Cadence Bank senior vice-president Larry Cantrell, who served as a Republican National Convention alternate delegate, quashed rumors of his political ambitions, at least on the local level. When asked if he is planning to run for mayor, Cantrell emphatically said, "That's not going to happen."
Lowndes County's self-proclaimed "elder political statesman" and District 5 Supervisor Leroy Brooks is rumored every four years to be contemplating the mayoral race. But Brooks laughed off the notion Thursday, saying, "No -- I have no plans to run for mayor."
Former Columbus police chief and local newspaper publisher Joseph St. John was vague when questioned about the validity of rumors he will seek the mayoral position next year.
"I'm keeping all of my options open at the moment," St. John said.
The mayor's race is not the only one creating an early buzz. Sources say Marty Turner, of Turner Furniture, and Maurice Webb, of Chris's Car Care, have expressed interest in challenging Stewart for his seat. Neither could be reached for comment Thursday afternoon.
Vice-Mayor Gavin may also have some competition in Ward 6. Former Columbus-Lowndes Convention and Visitors Bureau treasurer and current CVB board member Whirllie Byrd has been rumored to be eyeing the Ward 6 race.
"I have no comment at this time," Byrd said when approached about the subject.
Another hot race will be the Ward 2 councilman seat, currently held by Joseph Mickens (D). Susan Mackay (R) has expressed her intention to challenge Mickens, who defeated her by 36 votes in 2009. Mackay finished the term of her late husband, former Ward 2 Councilman Doug Mackay, before losing to Mickens in the general election. Mickens said he is "most definitely seeking re-election."
Columbus residents will find where they vote, and which ward they live, has changed. The city is currently undergoing a federal-mandated redistricting process.
Two plans -- one submitted by the city council and one designed by Golden Triangle Planning and Development and supported by Mickens and Karriem -- are awaiting final approval from the U.S. Department of Justice. Redistricting, where legislative or voting districts are redrawn, is mandated by the DOJ and falls under Section 5 of The Voting Rights Act of 1965.
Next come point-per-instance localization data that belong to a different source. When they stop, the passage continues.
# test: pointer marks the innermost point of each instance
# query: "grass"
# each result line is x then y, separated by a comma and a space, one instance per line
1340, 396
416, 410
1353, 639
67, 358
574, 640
The council plan, which was approved on a 4-2 vote, would cut the population variance among wards to 9.5 percent. Currently, there is a 20 percent variance between the city's most populated ward, Ward 6, and its least populated, Ward 4. A variance of more than 10 percent automatically triggers redistricting, according to federal law.
Under the council's plan there is no change in wards 1 and 2. Ward 3 would lose everything south of Hemlock Street and everything west of McCrary Street. Those areas would move into Ward 4. The Ward 6 area south of Waverly Road, and a block of Sixth Street North, would be taken into Ward 5.
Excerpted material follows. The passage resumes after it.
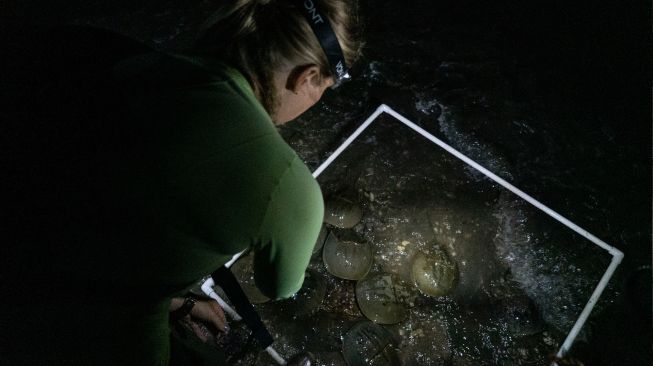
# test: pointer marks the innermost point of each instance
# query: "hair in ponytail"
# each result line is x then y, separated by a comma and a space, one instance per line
258, 37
Census data from 2010 shows Ward 4 is the most under-populated ward, with a variance of negative 427 or negative 10 percent, down from 219 people in 2000. Ward 6 is the most heavily-populated, with a positive variance of 360 or 9.1 percent.
The city council's plan, which was drawn up by Oxford-based Bridge and Watson consulting firm, was met with opposition from Mickens and Karriem. The DOJ can approve only one map. Neither map is guaranteed to be approved by the DOJ.
The redistricting must be approved and the wards redrawn before the municipal elections in 2013.
Fewer than 4,000 of the city's almost 18,500 registered voters voted in the 2009 election.
In a Nov. 1 letter sent to the city's consultant on the redistricting, Chris Watson of Bridge and Watson, the DOJ stated the U.S. Attorney General does not object to the city's plan for changing its six wards and polling places.
The letter means the council's plan has cleared the first hurdle toward being approved. The plan is still officially under review by the DOJ.